Already we have evidence from American Academy of Ophthalmology surveys that younger ophthalmologists are subspecializing and practicing in larger groups that are more likely to employ allied health professionals, optometrists and full time administrators. These practice trends are paving the way for potentially more efficiency in caring for patient populations. Obvious efficiencies already available to young ophthalmologists include operating at ambulatory surgery centers rather than less efficient hospital outpatient departments, and partnering with employed optometrists to care for the estimated 25% of patients who are seen for routine exams and refractions in ophthalmology practices, allowing the more subspecialized ophthalmologist to concentrate on patients who need their expertise. Future efficiencies that we all desire are improvements in electronic health records to enhance and not hinder productivity, and reining in of government and payer requirements that take time away from actual patient care.

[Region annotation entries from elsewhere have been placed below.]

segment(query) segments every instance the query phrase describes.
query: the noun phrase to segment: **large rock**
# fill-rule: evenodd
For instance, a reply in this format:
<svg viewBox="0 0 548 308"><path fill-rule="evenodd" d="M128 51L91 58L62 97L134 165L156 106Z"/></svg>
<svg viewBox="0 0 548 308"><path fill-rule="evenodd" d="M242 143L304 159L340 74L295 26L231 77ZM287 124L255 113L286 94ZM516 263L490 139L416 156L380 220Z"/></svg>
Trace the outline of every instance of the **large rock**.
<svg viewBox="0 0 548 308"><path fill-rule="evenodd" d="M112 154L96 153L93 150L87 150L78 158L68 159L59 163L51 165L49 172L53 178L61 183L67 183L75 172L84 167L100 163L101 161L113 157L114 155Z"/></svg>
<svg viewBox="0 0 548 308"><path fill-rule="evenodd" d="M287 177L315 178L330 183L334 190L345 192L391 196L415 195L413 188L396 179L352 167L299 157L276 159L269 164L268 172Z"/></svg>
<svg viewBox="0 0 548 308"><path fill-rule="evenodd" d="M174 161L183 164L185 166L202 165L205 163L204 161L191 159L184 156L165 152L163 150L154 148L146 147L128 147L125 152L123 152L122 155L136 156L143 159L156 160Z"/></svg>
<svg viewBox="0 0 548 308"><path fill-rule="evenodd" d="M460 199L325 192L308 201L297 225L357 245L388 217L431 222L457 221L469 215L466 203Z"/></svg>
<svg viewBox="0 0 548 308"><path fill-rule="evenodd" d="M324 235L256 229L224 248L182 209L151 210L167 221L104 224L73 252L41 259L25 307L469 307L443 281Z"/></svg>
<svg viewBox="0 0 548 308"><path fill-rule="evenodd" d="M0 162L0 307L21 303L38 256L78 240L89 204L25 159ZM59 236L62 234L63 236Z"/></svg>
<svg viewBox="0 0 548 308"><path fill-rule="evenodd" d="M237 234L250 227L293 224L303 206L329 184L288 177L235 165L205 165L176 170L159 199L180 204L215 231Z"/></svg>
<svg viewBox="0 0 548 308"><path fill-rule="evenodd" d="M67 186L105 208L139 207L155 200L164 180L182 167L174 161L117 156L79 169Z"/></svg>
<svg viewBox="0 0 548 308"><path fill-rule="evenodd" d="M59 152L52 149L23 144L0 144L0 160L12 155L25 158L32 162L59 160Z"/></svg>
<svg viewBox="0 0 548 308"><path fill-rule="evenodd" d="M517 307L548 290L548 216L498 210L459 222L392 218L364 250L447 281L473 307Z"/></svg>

The likely reality is that care teams, practice workflow and patient communication/education tools will have to evolve to accommodate the influx of patients who need care for ophthalmic disease. Innovative technologies will become available that allow for better diagnosis, longer intervals between treatment, better compliance or interruption of the progression of disease. Although we are seeing poor attempts at using payment policy to change care delivery, in my opinion positive change will come from within our profession rather than external penalizing programs. The hope is for better and smarter care for our future patients.

Cynthia Mattox, MD, is the director of the Glaucoma and Cataract Service at the New England Eye Center, Boston. Disclosure: Mattox reports she is a consultant for Alcon, Allergan, Aerie and Ocular Therapeutix. She also receives research support from Transcend/Alcon and Allergan.